Continued Verification Plan
To maintain cleaning validation status post-approval, a continued verification program must be implemented incorporating routine monitoring consistent with site-specific risk assessment:
- Routine Sampling: Following the Sampling Plan defined in Part B, periodic monitoring of equipment surfaces and rinses shall be performed to verify residue control over time.
- Trend Analysis: Residue levels shall be trended and statistically evaluated to detect any early signs of cleaning performance degradation.
- Frequency: The frequency of monitoring may decrease after demonstrating sustained control but must be sufficient to detect variability, with frequency site-specific (e.g., quarterly, bi-annually).
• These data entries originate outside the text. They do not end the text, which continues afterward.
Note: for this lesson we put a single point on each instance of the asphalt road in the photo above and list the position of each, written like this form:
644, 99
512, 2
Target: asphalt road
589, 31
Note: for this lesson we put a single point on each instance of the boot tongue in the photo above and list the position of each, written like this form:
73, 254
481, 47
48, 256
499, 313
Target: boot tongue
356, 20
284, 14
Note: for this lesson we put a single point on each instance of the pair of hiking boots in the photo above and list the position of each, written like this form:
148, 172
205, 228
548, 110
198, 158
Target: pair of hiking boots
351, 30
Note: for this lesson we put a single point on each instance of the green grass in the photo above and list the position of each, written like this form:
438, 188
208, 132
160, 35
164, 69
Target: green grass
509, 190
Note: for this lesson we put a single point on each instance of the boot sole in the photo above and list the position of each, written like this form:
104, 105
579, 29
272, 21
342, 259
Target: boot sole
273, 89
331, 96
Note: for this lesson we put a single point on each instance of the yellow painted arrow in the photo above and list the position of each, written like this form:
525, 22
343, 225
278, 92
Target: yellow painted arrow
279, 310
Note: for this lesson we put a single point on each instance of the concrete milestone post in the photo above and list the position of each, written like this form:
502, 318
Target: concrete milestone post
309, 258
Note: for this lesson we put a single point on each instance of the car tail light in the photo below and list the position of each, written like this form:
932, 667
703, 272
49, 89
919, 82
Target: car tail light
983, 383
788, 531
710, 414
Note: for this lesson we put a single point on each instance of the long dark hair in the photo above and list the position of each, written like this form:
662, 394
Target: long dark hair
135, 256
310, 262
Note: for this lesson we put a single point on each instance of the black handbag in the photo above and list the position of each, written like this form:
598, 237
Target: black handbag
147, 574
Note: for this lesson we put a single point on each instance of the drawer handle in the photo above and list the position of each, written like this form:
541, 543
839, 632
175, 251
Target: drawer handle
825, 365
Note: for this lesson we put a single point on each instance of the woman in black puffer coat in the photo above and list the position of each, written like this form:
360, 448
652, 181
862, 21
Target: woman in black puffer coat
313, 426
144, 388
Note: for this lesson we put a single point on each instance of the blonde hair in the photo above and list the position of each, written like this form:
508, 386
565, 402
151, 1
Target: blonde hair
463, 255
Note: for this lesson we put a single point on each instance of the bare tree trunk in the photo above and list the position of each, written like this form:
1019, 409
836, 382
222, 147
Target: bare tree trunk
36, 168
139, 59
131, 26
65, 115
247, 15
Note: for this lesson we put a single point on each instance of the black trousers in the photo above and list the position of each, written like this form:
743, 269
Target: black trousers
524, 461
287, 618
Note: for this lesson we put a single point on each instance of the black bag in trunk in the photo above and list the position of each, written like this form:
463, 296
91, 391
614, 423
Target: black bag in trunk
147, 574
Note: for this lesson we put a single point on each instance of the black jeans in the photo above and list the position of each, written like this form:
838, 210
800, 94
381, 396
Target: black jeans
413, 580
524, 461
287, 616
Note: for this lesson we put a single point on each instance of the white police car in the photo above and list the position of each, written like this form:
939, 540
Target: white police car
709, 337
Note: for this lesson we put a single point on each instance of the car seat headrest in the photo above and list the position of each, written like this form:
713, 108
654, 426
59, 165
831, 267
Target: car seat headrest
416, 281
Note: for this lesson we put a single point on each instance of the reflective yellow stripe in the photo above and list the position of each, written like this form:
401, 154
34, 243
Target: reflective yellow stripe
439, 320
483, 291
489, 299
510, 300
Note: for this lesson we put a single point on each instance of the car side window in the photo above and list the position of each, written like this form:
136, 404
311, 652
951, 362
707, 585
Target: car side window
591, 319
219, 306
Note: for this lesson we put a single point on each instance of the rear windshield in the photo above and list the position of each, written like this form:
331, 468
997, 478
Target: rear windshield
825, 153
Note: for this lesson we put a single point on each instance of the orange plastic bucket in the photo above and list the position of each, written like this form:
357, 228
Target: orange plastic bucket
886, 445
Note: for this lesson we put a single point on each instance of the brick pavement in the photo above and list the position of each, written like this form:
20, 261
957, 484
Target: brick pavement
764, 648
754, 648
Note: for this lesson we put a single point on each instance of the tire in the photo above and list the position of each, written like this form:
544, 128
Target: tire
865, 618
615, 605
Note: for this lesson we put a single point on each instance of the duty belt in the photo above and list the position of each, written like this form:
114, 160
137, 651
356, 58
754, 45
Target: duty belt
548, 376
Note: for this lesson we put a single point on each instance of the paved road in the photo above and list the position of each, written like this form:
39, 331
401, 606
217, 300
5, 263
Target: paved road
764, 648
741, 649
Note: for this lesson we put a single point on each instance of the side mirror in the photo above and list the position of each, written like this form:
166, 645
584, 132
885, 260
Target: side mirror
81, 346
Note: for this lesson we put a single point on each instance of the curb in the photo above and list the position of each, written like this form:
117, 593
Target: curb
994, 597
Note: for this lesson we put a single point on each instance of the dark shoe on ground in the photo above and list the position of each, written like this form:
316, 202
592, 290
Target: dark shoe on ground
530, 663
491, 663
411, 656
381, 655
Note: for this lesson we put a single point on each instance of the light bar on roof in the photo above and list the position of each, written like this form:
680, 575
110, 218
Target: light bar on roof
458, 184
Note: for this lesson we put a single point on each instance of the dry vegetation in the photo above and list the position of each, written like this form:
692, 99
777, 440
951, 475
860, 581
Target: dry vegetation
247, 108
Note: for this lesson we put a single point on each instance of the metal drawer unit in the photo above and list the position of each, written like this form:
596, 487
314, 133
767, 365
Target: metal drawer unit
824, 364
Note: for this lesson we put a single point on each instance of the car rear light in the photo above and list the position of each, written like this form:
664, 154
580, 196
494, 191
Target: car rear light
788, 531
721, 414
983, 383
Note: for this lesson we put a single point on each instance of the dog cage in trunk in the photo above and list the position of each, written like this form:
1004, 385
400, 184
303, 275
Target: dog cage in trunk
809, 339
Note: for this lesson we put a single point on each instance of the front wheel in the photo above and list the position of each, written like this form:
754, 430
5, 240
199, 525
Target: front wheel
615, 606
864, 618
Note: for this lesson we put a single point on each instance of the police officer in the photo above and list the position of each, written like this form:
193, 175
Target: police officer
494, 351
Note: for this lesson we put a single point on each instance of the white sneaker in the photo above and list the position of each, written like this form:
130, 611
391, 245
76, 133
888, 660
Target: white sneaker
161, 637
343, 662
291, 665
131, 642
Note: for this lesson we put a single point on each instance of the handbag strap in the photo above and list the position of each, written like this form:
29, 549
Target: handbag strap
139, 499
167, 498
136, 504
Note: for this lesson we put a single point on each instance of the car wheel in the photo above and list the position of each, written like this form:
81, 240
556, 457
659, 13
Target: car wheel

- Response Threshold: Rising trends or detections above acceptance criteria shall trigger investigation and CAPA.
Revalidation Triggers
The following scenarios require revalidation of the cleaning process for auto coating pans/perforated coating pans:
| Trigger | Description |
|---|---|
| Change in Formulation | Introducing new API, excipients, or significant alterations known to impact residue retention. |
| Change in Cleaning Procedure | Modifications to cleaning agents, cleaning time, temperature, or equipment disassembly procedures. |
| Change in Equipment | Replacement, repair, or modification of coating pan components that affect cleaning accessibility or surface properties. |
| Failure in Verification | Repeated or significant deviations during routine cleaning verification exceeding acceptance criteria. |
| Regulatory Inspection Findings | Inspection authorities recommend or mandate revalidation due to observed deficiencies or nonconformances. |
Annexures and Templates
The following annexures and templates shall support execution, record keeping, and compliance for the cleaning validation protocol and cleaning procedure:
| Annexure | Description |
|---|---|
| Annexure A | Recovery Study Protocol and Report Template |
| Annexure B | Analytical Validation Data Sheets (LOD, LOQ, Linearity) |
| Annexure C | Sampling Plan Summary (Refer to Part B for details) |
| Annexure D | Deviation Reporting and CAPA Form Template |
| Annexure E | Cleaning Validation Batch Summary Report Template |
| Annexure F | Continued Verification Plan and Sampling Log Template |
Site-specific inputs required:
- [detergent_name]
- [rinse_volume_L]
- [swab_area_cm2]
- [PDE_previous_API_mg/day]
- [BatchSize_next_product_units]
- [Dose_next_product_mg]
Conclusion
The cleaning validation program for the auto coating pan and perforated coating pan outlined herein aligns with global regulatory expectations by applying PDE/ADE-based MACO methodology to define scientifically justified acceptance criteria. Analytical methods included within this protocol meet rigorous performance characteristics for recovery, LOD, and LOQ, ensuring confidence in residue detection and quantitation. The incorporation of detergent residue evaluation acknowledges the potential risk of cleaning agent carryover and ensures patient safety is uncompromised. Deviation management, continued verification, and clear revalidation triggers form a robust governance framework supporting ongoing compliance and product quality. By adhering strictly to this protocol and the associated SOP-style cleaning procedure referenced in Part B, pharmaceutical manufacturing sites can reliably achieve validated cleaning processes that safeguard product purity and regulatory compliance.